I like the fact that I could pretty much figure out how to use it right out of the box. I'm one of those people who never reads instructions. As one of my tech gurus put it, having to resort to reading instructions amounts to a product design flaw.
Ordering and transferring books and periodicals is a bit clunky without the wireless function. You have to
- get on your computer
- go to Amazon's internet site
- find the item
- purchase it
- open up the Amazon library
- download the item to your computer
- open up Windows Explorer
- attach your Kindle to your computer via USB port
- copy and paste to your Kindle document folder
I also had some problems with a couple of Kindle periodicals I subscribed to. Their status was listed as pending for two days. I contacted Amazon's support staff and they "reactivated" the subscriptions. Once they were active, I could download and transfer using the steps above. While it seems workable for books and monthly, or possibly even weekly periodicals, I don't think I'm going to be subscribing to any newspapers in the near future.

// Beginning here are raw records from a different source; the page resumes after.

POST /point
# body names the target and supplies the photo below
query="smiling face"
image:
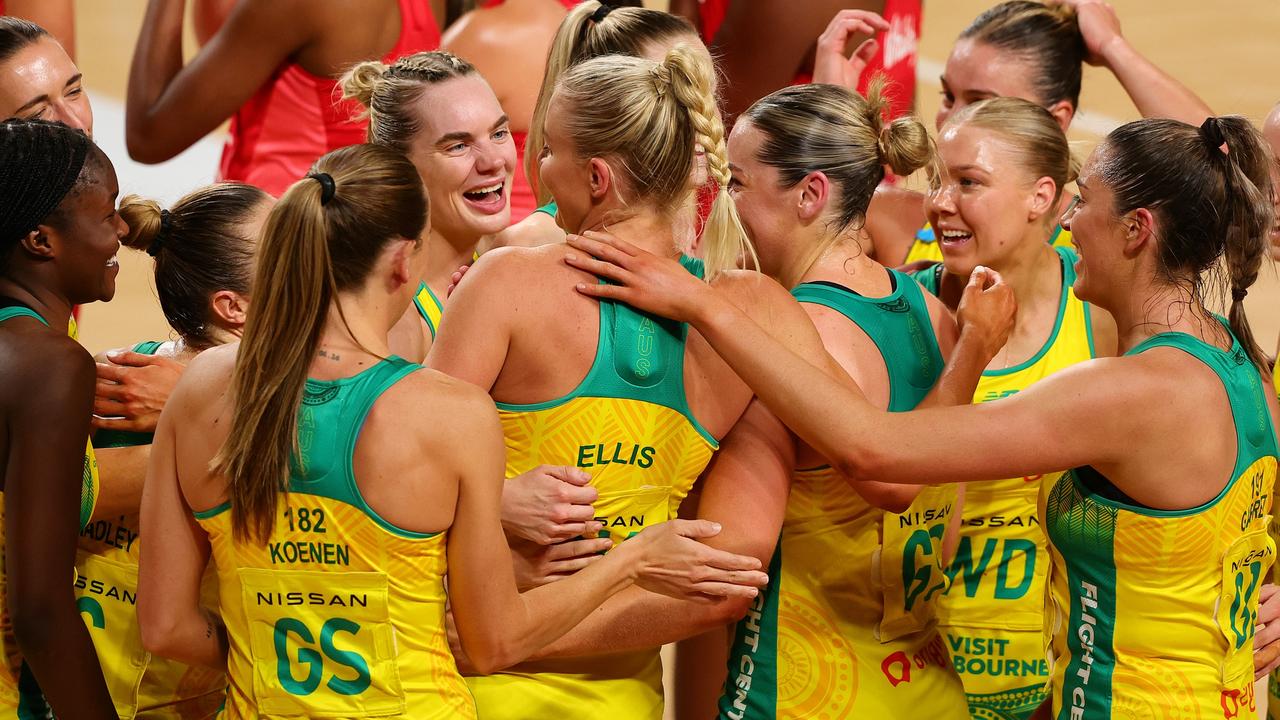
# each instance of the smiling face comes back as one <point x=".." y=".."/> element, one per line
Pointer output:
<point x="977" y="71"/>
<point x="86" y="231"/>
<point x="40" y="81"/>
<point x="1095" y="232"/>
<point x="465" y="155"/>
<point x="1271" y="132"/>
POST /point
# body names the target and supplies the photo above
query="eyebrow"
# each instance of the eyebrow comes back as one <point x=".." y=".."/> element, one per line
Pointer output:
<point x="457" y="136"/>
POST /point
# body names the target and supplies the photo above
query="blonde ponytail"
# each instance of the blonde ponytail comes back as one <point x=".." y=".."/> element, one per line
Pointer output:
<point x="584" y="35"/>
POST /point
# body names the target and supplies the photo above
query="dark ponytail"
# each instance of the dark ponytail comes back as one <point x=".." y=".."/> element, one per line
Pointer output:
<point x="1212" y="203"/>
<point x="323" y="237"/>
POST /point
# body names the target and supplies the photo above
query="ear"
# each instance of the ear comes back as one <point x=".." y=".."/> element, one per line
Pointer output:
<point x="1139" y="231"/>
<point x="402" y="261"/>
<point x="231" y="309"/>
<point x="1063" y="112"/>
<point x="814" y="192"/>
<point x="602" y="178"/>
<point x="39" y="242"/>
<point x="1041" y="200"/>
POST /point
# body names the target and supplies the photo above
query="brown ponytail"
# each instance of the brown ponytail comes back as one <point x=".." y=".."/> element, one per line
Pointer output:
<point x="835" y="131"/>
<point x="622" y="31"/>
<point x="310" y="251"/>
<point x="200" y="247"/>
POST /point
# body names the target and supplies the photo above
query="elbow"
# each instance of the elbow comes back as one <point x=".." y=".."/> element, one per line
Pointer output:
<point x="33" y="628"/>
<point x="860" y="464"/>
<point x="732" y="609"/>
<point x="144" y="144"/>
<point x="888" y="497"/>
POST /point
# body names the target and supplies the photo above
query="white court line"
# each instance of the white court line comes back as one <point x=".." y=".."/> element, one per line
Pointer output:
<point x="164" y="182"/>
<point x="1095" y="123"/>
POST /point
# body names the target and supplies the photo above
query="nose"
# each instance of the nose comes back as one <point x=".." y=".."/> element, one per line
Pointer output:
<point x="72" y="115"/>
<point x="1069" y="214"/>
<point x="493" y="156"/>
<point x="941" y="200"/>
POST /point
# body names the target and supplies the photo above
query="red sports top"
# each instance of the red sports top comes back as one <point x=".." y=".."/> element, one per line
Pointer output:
<point x="895" y="58"/>
<point x="296" y="117"/>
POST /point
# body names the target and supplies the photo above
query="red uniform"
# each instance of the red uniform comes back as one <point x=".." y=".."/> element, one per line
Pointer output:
<point x="296" y="117"/>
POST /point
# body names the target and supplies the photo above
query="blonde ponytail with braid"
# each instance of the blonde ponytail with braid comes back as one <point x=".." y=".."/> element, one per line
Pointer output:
<point x="648" y="119"/>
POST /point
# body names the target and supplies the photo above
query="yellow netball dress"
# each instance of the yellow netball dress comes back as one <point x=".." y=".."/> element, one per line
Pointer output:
<point x="926" y="244"/>
<point x="993" y="611"/>
<point x="630" y="427"/>
<point x="106" y="565"/>
<point x="429" y="308"/>
<point x="846" y="627"/>
<point x="1153" y="610"/>
<point x="1274" y="680"/>
<point x="338" y="614"/>
<point x="19" y="695"/>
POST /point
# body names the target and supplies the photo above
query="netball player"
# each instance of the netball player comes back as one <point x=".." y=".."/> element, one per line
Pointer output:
<point x="1004" y="163"/>
<point x="638" y="404"/>
<point x="1138" y="628"/>
<point x="1031" y="50"/>
<point x="328" y="514"/>
<point x="270" y="68"/>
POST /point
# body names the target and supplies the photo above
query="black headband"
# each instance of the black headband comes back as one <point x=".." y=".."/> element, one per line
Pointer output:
<point x="1211" y="130"/>
<point x="53" y="150"/>
<point x="328" y="188"/>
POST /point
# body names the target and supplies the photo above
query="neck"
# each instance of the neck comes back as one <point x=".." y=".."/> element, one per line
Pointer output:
<point x="55" y="309"/>
<point x="844" y="258"/>
<point x="444" y="255"/>
<point x="643" y="228"/>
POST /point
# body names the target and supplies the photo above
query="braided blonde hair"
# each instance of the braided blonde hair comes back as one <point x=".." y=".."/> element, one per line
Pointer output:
<point x="647" y="119"/>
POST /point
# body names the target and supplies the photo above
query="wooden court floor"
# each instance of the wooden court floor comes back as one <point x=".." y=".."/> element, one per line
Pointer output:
<point x="1220" y="49"/>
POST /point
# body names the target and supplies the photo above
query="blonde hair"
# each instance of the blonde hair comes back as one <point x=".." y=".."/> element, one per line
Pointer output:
<point x="622" y="31"/>
<point x="840" y="133"/>
<point x="200" y="247"/>
<point x="645" y="118"/>
<point x="1040" y="144"/>
<point x="389" y="92"/>
<point x="310" y="251"/>
<point x="1047" y="37"/>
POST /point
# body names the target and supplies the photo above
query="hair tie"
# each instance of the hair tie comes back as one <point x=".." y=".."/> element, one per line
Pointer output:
<point x="1211" y="131"/>
<point x="158" y="241"/>
<point x="328" y="188"/>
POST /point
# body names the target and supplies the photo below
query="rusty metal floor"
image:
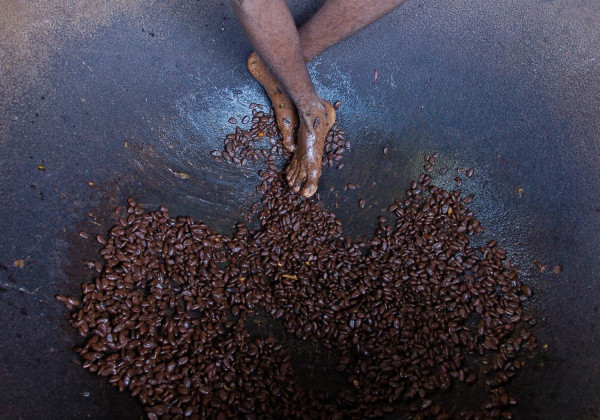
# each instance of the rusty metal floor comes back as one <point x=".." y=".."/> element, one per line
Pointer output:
<point x="104" y="101"/>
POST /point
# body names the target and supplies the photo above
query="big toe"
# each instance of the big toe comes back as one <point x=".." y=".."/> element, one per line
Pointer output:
<point x="310" y="186"/>
<point x="330" y="115"/>
<point x="288" y="139"/>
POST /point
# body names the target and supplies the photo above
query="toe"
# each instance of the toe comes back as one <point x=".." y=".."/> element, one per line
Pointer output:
<point x="291" y="171"/>
<point x="288" y="140"/>
<point x="297" y="185"/>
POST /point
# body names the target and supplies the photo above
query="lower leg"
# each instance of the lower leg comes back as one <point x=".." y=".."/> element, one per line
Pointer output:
<point x="337" y="20"/>
<point x="334" y="21"/>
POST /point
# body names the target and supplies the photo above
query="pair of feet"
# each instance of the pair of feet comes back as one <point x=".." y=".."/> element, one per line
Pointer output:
<point x="303" y="131"/>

One of the interesting pluses I've discovered is that the Kindle works with Audible.com audiobooks. I already had a couple on my computer so I was able to copy one to my Kindle using Windows media player. One of the downsides of the Kindle is that it only has 185 MB of available memory built in. While this is probably quite adequate for book reading (I was surprised to find that the first book I ordered was only 227K in size), it's going to fill up quickly if you want to listen to audiobooks and/or MP3s on it. But you can add a memory card which will be one of my next purchases. Anyway, I did load one 16 hour audiobook on it, at a Audible 3 quality level. The Kindle has a small speaker and a headphone jack. The audiobook controls on the Kindle are really nice. But then this is a very expensive audiobook reader! Still it's a nice feature. It does not, however, work with Overdrive.
It comes with a dictionary so you can look up words while you're reading. You can also add notes and clip and bookmark sections. There are also a number of wireless features that I have yet to try out, including wireless access to the Kindle store. I suspect that the absence of that feature will save me money in the long run. I also still have to try out converting and transferring other documents.
I'd rate the readability and usability right out of the box as good. I like the fact that you can easily increase or decrease text size. This becomes increasingly important to aging eyes. I brought my Kindle along to Walker's last night and passed it around to a table of friends. They were all fairly tech savvy and picked up how to navigate and use it pretty quickly. It was readable even in jazz night lighting. One appeal is the green aspect of fewer magazines and newspapers in land fills. They were impressed but thought it too pricey at $399. They might be interested at about half that price.
Overall, I'm pleased with the Kindle thus far. I wouldn't recommend it for purchase in Montana until wireless is available in the state. That seems to be what really makes it work. For those of us outside Sprint's wireless network, it's like we're being sold a car without wheels. Yeah, it's all great but it doesn't go anywhere. For the foreseeable future, it will always be slightly broken. Nor do I have any immediate notion of how or whether Kindle will be useful in libraries. IMO, it's too expensive to purchase and check out. And it remains to be seen what this access vs. ownership model of books will mean for libraries. But one could argue that we've already moved in this direction for periodicals. And it is another significant move toward instant electronic availability at a time when Montana libraries are still struggling with how to move large quantities of books across the state. Sometimes it seems like I'm caught living simultaneously in two different eras.